You wouldn’t think that a Water Board could cause so many problems for Texans. Perhaps that’s precisely why, much like rebellious toddlers, some public officials at TRWD insist on overstepping the legal boundaries designed to hold them accountable.
We’ve already reported on the shroud of secrecy, and consequent lawsuit, under which the board conducted countless committee meetings, away from public view. And we continue to question the legitimacy of the Trinity River Vision Project, a subsidiary of the TRWD championed by “F-rated” House Republican, Charlie Geren.
A significant portion of its $1 billion budget will be spent on projects to aid economic development, otherwise known as taxpayer funded slush. It’s astounding how quickly a governmental agency can grow; the TRV’s annual expenditures in 2014 are projected to nearly equal the $120 million budget of the TRWD itself!
Is it any wonder that, despite successful conservation efforts to reduce water usage, water rates for surrounding municipalities and the hard-working families they serve continue to skyrocket?
As if that wasn’t tragic enough, the TRWD is now playing a potentially unlawful shell-game with their election cycles, in an effort to dodge public accountability.

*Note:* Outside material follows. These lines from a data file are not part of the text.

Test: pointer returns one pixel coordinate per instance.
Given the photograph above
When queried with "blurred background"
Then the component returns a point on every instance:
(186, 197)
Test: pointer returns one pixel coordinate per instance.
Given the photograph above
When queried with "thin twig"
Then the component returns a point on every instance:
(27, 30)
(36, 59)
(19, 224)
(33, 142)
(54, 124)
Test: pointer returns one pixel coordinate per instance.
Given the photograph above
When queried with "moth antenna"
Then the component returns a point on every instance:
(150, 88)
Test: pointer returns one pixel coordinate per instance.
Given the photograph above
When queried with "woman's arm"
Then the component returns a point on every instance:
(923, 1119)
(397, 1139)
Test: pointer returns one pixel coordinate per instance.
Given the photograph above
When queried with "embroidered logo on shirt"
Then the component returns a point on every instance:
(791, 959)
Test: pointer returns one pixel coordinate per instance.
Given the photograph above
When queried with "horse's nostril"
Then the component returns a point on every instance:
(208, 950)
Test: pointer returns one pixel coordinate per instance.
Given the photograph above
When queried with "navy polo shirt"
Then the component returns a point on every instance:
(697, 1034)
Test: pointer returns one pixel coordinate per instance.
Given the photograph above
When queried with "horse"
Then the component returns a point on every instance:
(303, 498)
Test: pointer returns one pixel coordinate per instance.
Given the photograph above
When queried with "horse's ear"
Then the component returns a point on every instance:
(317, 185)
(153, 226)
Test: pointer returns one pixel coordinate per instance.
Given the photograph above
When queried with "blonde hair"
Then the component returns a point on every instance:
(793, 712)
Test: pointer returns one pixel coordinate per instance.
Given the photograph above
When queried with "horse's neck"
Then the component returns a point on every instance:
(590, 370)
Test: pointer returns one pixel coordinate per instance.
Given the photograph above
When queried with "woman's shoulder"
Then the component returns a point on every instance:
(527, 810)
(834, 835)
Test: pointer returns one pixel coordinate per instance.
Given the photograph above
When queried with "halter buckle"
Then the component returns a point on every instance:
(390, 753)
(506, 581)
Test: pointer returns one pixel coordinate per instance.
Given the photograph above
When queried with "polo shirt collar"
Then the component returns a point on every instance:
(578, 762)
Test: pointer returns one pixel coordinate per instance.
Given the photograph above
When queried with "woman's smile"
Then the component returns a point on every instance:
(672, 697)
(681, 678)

In 2010, Mary Leonard and Jim Lane were elected to four-year terms. In 2012, the TRWD passed a measure that changed their elections from even, to odd numbered years, to which Mr. Lane, himself, voted against.
The Fort Worth Star Telegram quoted him as saying, “I have a contract with the voters…If they want to throw my fanny out after four years, they should have the right to do so.”
Apparently he’s had a change of heart.
Instead of holding elections in 2014, which the law does not prohibit, they’ve decided to extend their terms another year. If a U.S. President attempted such a maneuver, angry mobs would march on Washington.
The lawsuit filed by Texans For Government Transparency, and two other taxpayers, claims this action is in direction violation of Article XVI, Section 30, of the Texas Constitution, which explicitly limits state officers to four-year terms.
TRWD lawyers plan to keep the suit held up in court past next year’s election cycle, by claiming governmental immunity (which was denied), and by making a jurisdictional plea (which doesn’t even make sense). In other words, TRWD is willing to waste taxpayer dollars to defend their own shell-game, purely for short-term political insulation.
What a scam?
Although this superfluous expense pales in comparison to TRV’s $1 billion slush fund, it further illustrates the board’s indignant attitude towards their role as a fiduciary, and the basic rights of Texans.